В.: Вот почему я спрашивал про этнические эксперименты. Практически все из классических индустриальных артистов со временем пришли к традиционалистской идеологии. Тот же Пи-Орридж достаточно хорошо в рамки этой идеологии укладывается. Не знаю, существует у него или нет до сих пор, вражда с Peter Christopherson (Питер Кристоферсон), их поклонники достаточно сильно между собой враждуют, но, тем не менее, в идеологическом и, даже, музыкальном отношении они довольно близко друг к другу стоят, делают очень много параллельно. Видимо на этой идеологической волне возникли такие течения, как dark-folk, cathedral, ритуальная музыка, сейчас происходит возрождение ренесансной музыки.

О.: Этнический материал или любой другой традиционалистский музыкальный срез носит прикладной характер, т.е. люди абсолютно сознательно выдергивают ту или иную традицию, тот или иной музыкальный метод и кладут в основу своего творчества.

В.: Нет, я не имел ввиду именно музыку. Тот же Пи-Орридж, ну пара песен у него каких-то были… Я имел ввиду шире, именно идеологию…

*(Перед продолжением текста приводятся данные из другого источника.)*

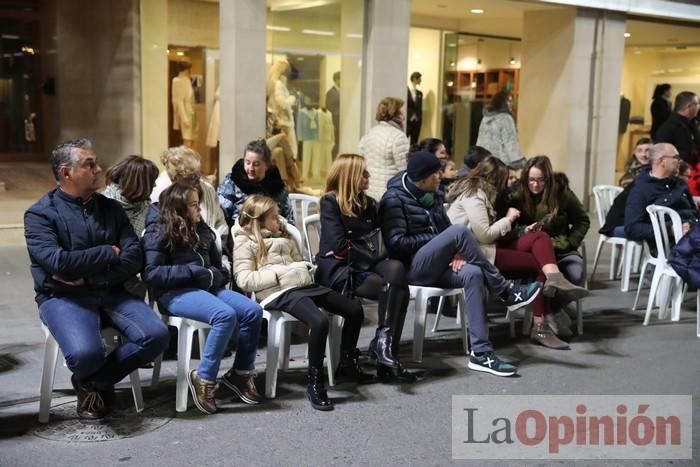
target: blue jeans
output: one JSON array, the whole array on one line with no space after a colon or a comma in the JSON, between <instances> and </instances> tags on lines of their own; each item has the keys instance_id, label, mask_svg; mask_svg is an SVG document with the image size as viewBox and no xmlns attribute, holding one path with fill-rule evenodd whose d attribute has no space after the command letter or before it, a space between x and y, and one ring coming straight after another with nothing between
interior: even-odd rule
<instances>
[{"instance_id":1,"label":"blue jeans","mask_svg":"<svg viewBox=\"0 0 700 467\"><path fill-rule=\"evenodd\" d=\"M467 264L458 272L449 266L455 254ZM409 282L444 288L463 288L466 315L469 322L469 340L474 352L493 350L489 340L489 326L484 306L484 283L494 293L503 292L509 282L491 264L474 235L464 225L453 225L423 245L411 261Z\"/></svg>"},{"instance_id":2,"label":"blue jeans","mask_svg":"<svg viewBox=\"0 0 700 467\"><path fill-rule=\"evenodd\" d=\"M625 226L618 225L617 227L615 227L612 231L612 236L625 238Z\"/></svg>"},{"instance_id":3,"label":"blue jeans","mask_svg":"<svg viewBox=\"0 0 700 467\"><path fill-rule=\"evenodd\" d=\"M178 289L166 292L158 299L167 310L182 318L190 318L211 325L197 374L215 381L221 357L236 324L240 331L233 368L239 371L255 369L255 352L262 322L262 308L254 301L231 290L207 292L201 289Z\"/></svg>"},{"instance_id":4,"label":"blue jeans","mask_svg":"<svg viewBox=\"0 0 700 467\"><path fill-rule=\"evenodd\" d=\"M168 328L153 310L126 292L51 298L41 304L39 316L75 378L100 389L114 386L151 362L170 340ZM109 355L105 355L100 333L103 321L126 338Z\"/></svg>"}]
</instances>

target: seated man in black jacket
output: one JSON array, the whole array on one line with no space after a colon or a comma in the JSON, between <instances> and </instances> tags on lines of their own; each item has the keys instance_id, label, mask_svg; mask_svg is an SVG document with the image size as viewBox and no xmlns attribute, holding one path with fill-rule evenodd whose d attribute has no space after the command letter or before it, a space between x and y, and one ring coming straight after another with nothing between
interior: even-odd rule
<instances>
[{"instance_id":1,"label":"seated man in black jacket","mask_svg":"<svg viewBox=\"0 0 700 467\"><path fill-rule=\"evenodd\" d=\"M440 161L429 152L416 152L405 172L389 180L379 212L389 253L406 264L409 283L464 288L472 353L468 367L497 376L517 369L493 351L486 322L483 287L499 295L510 310L521 308L540 292L537 282L516 285L489 262L465 225L451 225L442 201Z\"/></svg>"},{"instance_id":2,"label":"seated man in black jacket","mask_svg":"<svg viewBox=\"0 0 700 467\"><path fill-rule=\"evenodd\" d=\"M625 237L654 245L654 229L647 206L657 204L678 212L683 232L698 222L698 208L688 184L678 178L680 158L672 144L659 143L649 149L650 168L640 172L627 197Z\"/></svg>"},{"instance_id":3,"label":"seated man in black jacket","mask_svg":"<svg viewBox=\"0 0 700 467\"><path fill-rule=\"evenodd\" d=\"M96 190L102 171L86 139L51 152L58 187L24 214L25 238L39 316L73 372L78 416L106 415L114 384L168 345L165 325L123 284L141 270L143 253L119 203ZM125 342L105 355L100 328Z\"/></svg>"}]
</instances>

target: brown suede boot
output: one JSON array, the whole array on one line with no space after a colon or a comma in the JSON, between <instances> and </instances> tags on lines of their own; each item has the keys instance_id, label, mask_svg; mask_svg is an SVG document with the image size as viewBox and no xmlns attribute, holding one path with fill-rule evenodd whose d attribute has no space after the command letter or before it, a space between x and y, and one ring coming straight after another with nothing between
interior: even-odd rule
<instances>
[{"instance_id":1,"label":"brown suede boot","mask_svg":"<svg viewBox=\"0 0 700 467\"><path fill-rule=\"evenodd\" d=\"M550 349L568 349L569 344L559 339L547 323L533 323L530 339Z\"/></svg>"},{"instance_id":2,"label":"brown suede boot","mask_svg":"<svg viewBox=\"0 0 700 467\"><path fill-rule=\"evenodd\" d=\"M569 282L561 272L547 274L547 280L542 288L545 297L557 297L564 303L573 302L579 298L587 297L588 290Z\"/></svg>"}]
</instances>

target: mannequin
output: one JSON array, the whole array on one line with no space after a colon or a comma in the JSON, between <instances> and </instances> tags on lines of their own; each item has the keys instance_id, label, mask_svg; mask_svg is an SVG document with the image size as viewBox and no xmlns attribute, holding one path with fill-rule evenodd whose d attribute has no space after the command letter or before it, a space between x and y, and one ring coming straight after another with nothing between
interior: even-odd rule
<instances>
[{"instance_id":1,"label":"mannequin","mask_svg":"<svg viewBox=\"0 0 700 467\"><path fill-rule=\"evenodd\" d=\"M340 72L333 73L333 86L326 92L326 109L333 114L333 158L338 155L340 143Z\"/></svg>"},{"instance_id":2,"label":"mannequin","mask_svg":"<svg viewBox=\"0 0 700 467\"><path fill-rule=\"evenodd\" d=\"M272 64L267 73L267 105L274 115L280 130L287 135L289 144L297 157L297 137L294 129L294 113L292 106L296 102L287 89L287 73L290 66L286 60L278 60Z\"/></svg>"},{"instance_id":3,"label":"mannequin","mask_svg":"<svg viewBox=\"0 0 700 467\"><path fill-rule=\"evenodd\" d=\"M318 145L317 156L313 173L315 177L325 179L328 169L333 163L333 146L335 145L335 125L333 124L333 114L326 108L321 107L317 113L318 119Z\"/></svg>"},{"instance_id":4,"label":"mannequin","mask_svg":"<svg viewBox=\"0 0 700 467\"><path fill-rule=\"evenodd\" d=\"M194 113L194 89L190 81L191 63L181 63L172 82L173 130L180 130L182 144L194 146L197 135L197 120Z\"/></svg>"},{"instance_id":5,"label":"mannequin","mask_svg":"<svg viewBox=\"0 0 700 467\"><path fill-rule=\"evenodd\" d=\"M422 81L421 76L417 71L411 73L411 86L406 96L406 135L411 140L411 146L418 142L423 122L423 93L417 88Z\"/></svg>"}]
</instances>

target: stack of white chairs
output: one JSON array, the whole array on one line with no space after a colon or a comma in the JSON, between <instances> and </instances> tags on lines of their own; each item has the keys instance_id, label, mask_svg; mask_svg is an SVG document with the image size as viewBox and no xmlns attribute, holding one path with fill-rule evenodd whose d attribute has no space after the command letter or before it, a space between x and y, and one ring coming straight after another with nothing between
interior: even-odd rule
<instances>
[{"instance_id":1,"label":"stack of white chairs","mask_svg":"<svg viewBox=\"0 0 700 467\"><path fill-rule=\"evenodd\" d=\"M316 210L320 209L321 207L321 201L319 198L311 195L303 195L300 193L292 193L289 195L289 204L291 209L294 211L294 216L295 219L299 219L299 217L296 216L298 212L301 212L301 219L306 219L309 216L309 213L311 212L311 209L313 207L316 208ZM299 222L297 221L297 224ZM304 228L303 225L300 226L301 228ZM308 238L305 239L303 245L307 246L309 243ZM311 251L306 248L301 250L302 255L306 258L307 261L313 261L313 255L311 254Z\"/></svg>"}]
</instances>

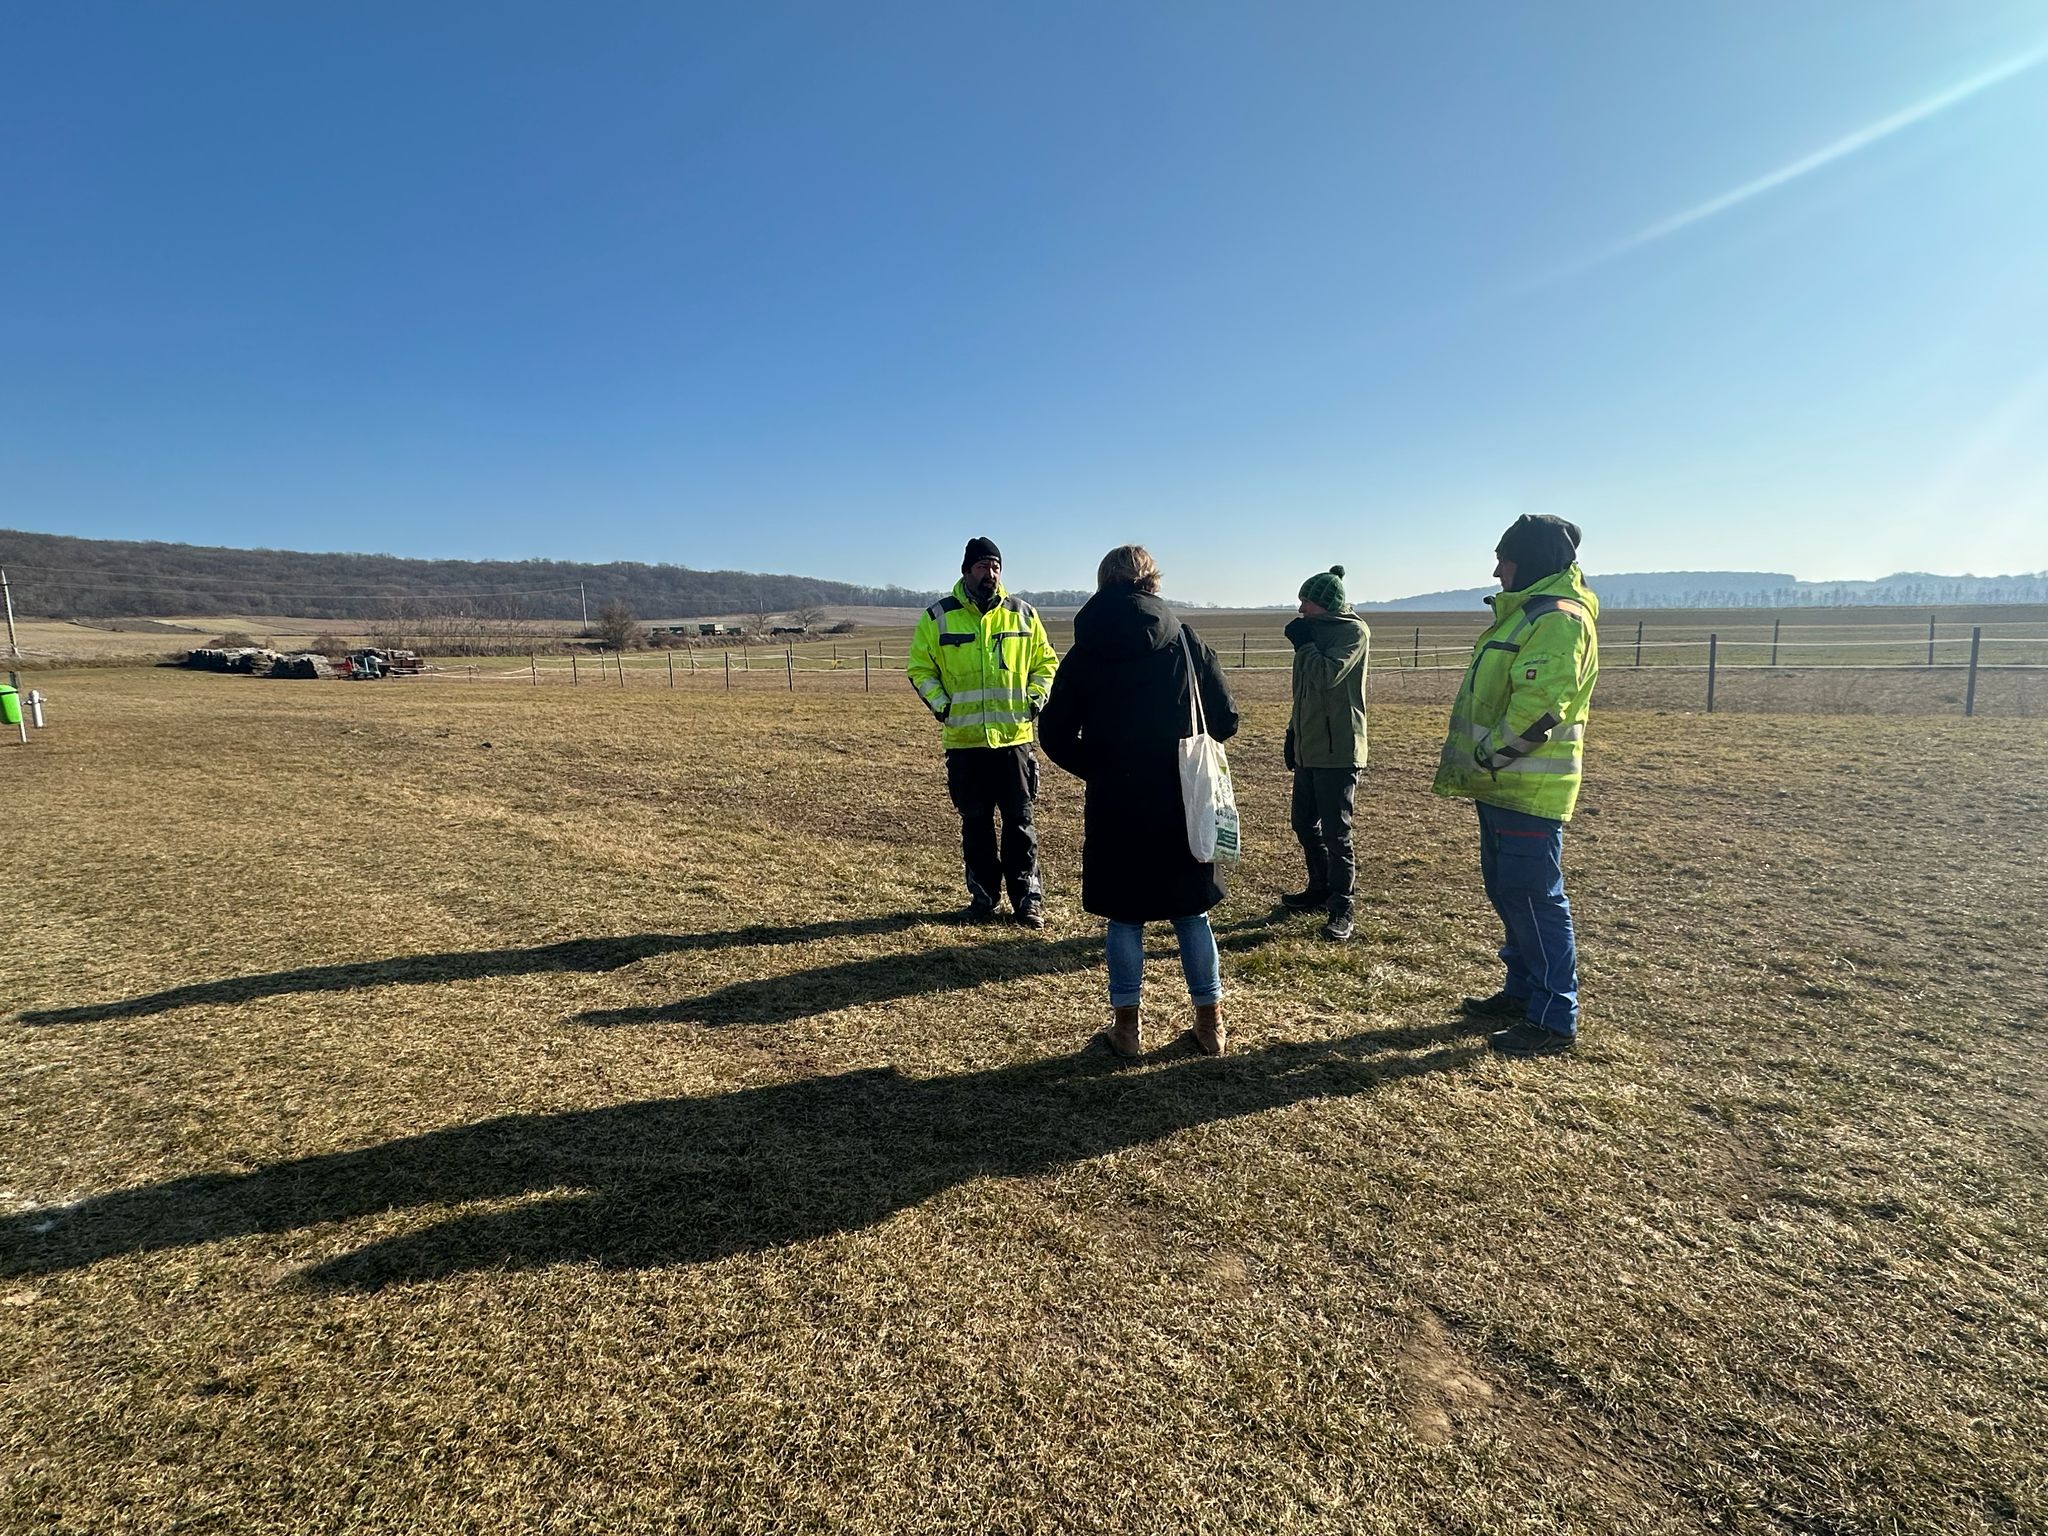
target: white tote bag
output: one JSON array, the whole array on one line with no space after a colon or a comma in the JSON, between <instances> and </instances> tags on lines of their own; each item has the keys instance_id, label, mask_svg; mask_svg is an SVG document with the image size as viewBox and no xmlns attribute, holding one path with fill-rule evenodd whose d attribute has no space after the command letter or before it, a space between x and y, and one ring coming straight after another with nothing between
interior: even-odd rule
<instances>
[{"instance_id":1,"label":"white tote bag","mask_svg":"<svg viewBox=\"0 0 2048 1536\"><path fill-rule=\"evenodd\" d=\"M1180 742L1180 803L1188 818L1188 852L1196 862L1214 863L1237 857L1237 796L1230 787L1230 759L1223 743L1209 734L1202 713L1202 677L1188 632L1180 632L1188 658L1188 725L1192 734Z\"/></svg>"}]
</instances>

О.: Я понимаю. Костя Божьев, гитарист, инициатор проекта “Пограничное состояние” рассматривает industrial с точки зрения именно ритуала, в котором звуковая палитра, определенные приемы, ритмика составные узора. Для него industrial это некая ритуальная музыка, опять же традиционализм, он отталкивается от каких-то первородных моментов. Я, с одной стороны, могу к этому присоединиться, но с другой стороны, так сложилось, что я постоянно варьирую различные творческие состояния невозможно исповедовать все время какую-то одну идею, ее можно вести, к этому приходить, но я пытаюсь, отчасти используя методику пост-модернизма, создать нечто другое, порой противоположное. В данном случае я не являюсь адептом какого-то одного подхода. Понятно, что в широком плане, чисто идеологически, можно отталкиваться от каких-то базовых моментов, так или иначе многие к этому приходят — они воспринимают музыкальный материал не как музыку в чистом виде, а как нечто другое, как проявление того начала, к которому они вернулись. Это носит некий духовный характер, имеет, может быть даже, религиозное значение. Но, с другой стороны, музыкальный материал как раз и страдает, люди начинают выдавать одно и тоже, один компакт повторяет другой, примеры ты знаешь. Взять, хотя бы, Swans.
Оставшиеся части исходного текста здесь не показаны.